Non-profit custodians
Mancini noted that the group that started Open Collective also created a network of worldwide nonprofits that act as custodians of the funds.
The cost for a company to access this technology is zero.
“You go to Open Collective, create a collective, and apply to any of our nonprofits. We have a network of over 300 nonprofits worldwide, and you apply to them for something called Fiscal Sponsorship,” Mancini said.
Fiscal sponsorship has been around in the U.S. for many years.
“We’re just doing it on steroids, globally,” Mancini said.
“You apply to be fiscally sponsored. And now, this nonprofit receives the money for you, provides all the paperwork that your sponsor needs, gets a tax-deductible receipt, and gets the money. In full transparency, everyone’s happy. We’re not duplicating useless structures in the world.”
Maintain momentum
Mancini said when people get together and create a group, there’s a lot of excitement, which is important to maintain momentum.
“We create an open-source protocol to help marginalized groups of people. There are a lot of passionate people when a mission is involved,” Mancini said.
“Once you have your token, then you don’t have incentives to keep participating in that community. You end up with a ton of semi-dead DAOs or defaults.”
They forget that the challenges are human, Mancini noted.
“Democratic culture is upstream of democratic institutions. If you do not work on your culture, if you forget about the humans and the democratic culture in your data, then there is no consensus mechanism that will save your community.”
The emotional energy is what drives Mancini to do even more in the space.

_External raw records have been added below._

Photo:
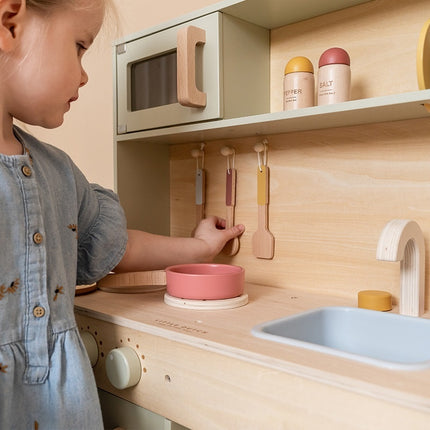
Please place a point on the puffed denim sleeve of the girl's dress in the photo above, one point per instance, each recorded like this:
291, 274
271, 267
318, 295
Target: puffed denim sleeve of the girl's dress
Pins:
102, 234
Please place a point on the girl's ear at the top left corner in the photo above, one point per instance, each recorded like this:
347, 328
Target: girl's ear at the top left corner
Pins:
11, 14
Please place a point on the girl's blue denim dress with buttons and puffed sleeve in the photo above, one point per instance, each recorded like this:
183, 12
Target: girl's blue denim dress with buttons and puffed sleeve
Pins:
56, 231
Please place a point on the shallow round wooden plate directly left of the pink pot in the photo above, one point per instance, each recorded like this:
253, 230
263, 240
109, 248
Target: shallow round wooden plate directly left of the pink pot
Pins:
133, 282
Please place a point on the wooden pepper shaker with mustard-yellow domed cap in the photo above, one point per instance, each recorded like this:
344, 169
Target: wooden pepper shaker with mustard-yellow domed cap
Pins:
299, 84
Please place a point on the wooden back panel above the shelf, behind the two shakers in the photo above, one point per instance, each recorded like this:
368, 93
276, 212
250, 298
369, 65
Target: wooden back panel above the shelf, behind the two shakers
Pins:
380, 36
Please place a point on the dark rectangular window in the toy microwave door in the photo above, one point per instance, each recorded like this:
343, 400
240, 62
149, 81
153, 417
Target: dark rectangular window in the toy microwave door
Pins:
153, 82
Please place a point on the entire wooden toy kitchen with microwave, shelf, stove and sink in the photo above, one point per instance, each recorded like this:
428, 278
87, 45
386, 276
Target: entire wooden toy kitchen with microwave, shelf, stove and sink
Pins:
343, 215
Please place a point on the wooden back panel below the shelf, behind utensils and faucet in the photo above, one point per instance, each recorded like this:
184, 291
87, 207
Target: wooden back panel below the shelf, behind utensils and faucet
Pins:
331, 194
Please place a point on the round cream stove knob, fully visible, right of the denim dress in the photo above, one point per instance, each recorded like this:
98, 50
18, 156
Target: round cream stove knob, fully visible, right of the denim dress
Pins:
123, 367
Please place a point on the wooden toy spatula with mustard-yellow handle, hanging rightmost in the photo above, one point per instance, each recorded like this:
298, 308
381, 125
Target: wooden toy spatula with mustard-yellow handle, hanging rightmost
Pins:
263, 241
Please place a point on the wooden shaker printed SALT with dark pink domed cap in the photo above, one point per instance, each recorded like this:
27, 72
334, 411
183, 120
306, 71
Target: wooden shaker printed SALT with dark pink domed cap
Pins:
334, 77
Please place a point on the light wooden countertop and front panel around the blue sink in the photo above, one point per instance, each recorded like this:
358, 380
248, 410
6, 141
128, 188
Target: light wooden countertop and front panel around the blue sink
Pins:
204, 369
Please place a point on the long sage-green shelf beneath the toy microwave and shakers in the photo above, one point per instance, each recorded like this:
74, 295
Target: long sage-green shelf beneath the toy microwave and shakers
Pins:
357, 112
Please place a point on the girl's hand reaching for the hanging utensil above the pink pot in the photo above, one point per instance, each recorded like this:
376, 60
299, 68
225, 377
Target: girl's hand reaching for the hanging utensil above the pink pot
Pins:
212, 232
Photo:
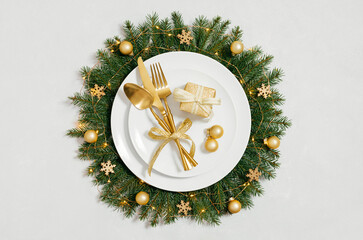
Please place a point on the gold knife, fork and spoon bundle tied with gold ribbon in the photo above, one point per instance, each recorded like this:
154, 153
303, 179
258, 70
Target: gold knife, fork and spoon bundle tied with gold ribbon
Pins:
152, 94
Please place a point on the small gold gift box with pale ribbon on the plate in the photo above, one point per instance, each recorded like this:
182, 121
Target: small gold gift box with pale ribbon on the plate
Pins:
196, 99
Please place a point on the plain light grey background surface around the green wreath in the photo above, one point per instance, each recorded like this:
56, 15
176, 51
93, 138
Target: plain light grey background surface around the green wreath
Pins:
318, 191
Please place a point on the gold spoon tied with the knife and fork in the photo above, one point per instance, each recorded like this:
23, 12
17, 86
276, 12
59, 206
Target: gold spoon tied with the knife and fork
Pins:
142, 99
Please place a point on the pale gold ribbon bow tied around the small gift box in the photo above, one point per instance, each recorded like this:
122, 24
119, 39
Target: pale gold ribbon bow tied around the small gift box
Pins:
181, 95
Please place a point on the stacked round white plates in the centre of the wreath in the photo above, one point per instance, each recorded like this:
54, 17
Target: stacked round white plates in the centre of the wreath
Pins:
130, 126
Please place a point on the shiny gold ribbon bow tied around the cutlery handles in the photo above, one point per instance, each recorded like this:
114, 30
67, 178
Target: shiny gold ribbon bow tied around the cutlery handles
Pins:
159, 134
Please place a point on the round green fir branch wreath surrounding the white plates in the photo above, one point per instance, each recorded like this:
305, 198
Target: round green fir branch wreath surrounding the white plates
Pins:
151, 38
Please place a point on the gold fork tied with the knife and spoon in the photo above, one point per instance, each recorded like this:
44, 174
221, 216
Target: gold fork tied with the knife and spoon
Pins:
163, 91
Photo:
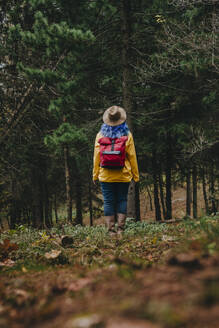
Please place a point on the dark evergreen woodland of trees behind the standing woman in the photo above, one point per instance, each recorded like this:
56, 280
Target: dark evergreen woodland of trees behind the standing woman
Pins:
62, 63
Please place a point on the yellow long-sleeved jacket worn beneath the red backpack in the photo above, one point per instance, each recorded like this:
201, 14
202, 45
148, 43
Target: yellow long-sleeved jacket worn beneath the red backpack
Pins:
126, 174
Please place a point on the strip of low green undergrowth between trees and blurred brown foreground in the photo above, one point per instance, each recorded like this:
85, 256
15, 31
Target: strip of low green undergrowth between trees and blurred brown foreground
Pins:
142, 243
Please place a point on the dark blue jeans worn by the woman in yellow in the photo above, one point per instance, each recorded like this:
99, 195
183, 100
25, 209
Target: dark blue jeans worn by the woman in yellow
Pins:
115, 197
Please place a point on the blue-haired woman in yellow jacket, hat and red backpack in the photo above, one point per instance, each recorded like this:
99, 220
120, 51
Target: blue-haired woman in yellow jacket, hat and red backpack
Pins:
114, 178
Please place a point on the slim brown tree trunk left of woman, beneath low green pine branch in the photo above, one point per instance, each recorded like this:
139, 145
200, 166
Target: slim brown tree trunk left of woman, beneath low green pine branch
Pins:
68, 181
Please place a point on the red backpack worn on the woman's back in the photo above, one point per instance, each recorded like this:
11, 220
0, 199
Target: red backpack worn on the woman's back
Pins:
112, 152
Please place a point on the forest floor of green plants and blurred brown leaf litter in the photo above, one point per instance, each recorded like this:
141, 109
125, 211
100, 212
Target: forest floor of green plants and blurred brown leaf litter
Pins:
155, 275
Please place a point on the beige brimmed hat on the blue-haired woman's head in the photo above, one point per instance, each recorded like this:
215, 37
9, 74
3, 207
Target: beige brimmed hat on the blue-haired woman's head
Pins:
114, 115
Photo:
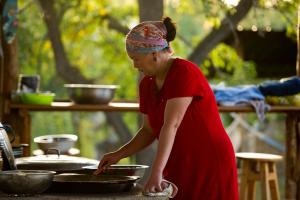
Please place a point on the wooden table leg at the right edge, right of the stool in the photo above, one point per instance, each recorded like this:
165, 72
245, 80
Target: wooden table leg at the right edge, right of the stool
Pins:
292, 169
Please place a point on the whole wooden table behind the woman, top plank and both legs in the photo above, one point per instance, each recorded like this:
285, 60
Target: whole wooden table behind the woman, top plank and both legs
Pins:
292, 157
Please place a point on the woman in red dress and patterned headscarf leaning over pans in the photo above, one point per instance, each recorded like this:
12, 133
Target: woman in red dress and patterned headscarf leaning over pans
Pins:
194, 151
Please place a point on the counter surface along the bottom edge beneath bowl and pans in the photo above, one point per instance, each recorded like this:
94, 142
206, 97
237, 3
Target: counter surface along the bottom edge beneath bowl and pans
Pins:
134, 194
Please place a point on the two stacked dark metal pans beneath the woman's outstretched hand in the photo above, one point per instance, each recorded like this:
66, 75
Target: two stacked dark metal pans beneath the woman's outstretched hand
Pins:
115, 179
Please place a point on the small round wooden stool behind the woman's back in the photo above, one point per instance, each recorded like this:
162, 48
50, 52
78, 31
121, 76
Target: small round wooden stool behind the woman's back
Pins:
259, 167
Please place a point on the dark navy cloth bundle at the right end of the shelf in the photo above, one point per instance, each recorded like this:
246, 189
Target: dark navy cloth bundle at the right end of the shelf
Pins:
287, 87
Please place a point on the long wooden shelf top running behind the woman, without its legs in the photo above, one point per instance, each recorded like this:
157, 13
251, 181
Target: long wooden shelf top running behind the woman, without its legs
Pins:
131, 107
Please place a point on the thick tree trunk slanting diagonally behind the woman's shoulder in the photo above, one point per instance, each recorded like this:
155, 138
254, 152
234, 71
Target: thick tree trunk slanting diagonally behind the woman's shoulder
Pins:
218, 35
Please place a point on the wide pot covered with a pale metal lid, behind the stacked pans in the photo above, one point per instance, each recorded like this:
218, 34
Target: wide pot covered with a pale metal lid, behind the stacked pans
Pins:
58, 163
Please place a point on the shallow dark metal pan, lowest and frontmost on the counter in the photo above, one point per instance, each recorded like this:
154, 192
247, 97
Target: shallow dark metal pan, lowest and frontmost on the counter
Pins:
83, 183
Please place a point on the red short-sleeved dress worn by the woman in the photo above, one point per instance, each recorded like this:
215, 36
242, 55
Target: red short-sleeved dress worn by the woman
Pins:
202, 161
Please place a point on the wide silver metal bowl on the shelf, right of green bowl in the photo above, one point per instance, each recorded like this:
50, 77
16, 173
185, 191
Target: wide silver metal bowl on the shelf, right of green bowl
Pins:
91, 94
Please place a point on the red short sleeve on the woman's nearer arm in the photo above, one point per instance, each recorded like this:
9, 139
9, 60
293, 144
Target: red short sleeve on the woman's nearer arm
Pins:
186, 80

“The connection between these communities and Web3 is the thing that I’m most excited about. It’s because those grassroots communities are marginalized by the current system,” Mancini said. “They’re not the winners. It’s fundamental to ensure that Web3 and the next technological paradigm are not built for those already winners in this system.”
The collective hosts 4,000 open-source projects worldwide, and they move $30 million from companies that want to support these open-source projects. It’s really project-directed funding.
“Our mission — making communities sustainable or enabling decentralized communities to be sustainable — is true today, and it’s going to be true in 50 years,” Mancini said.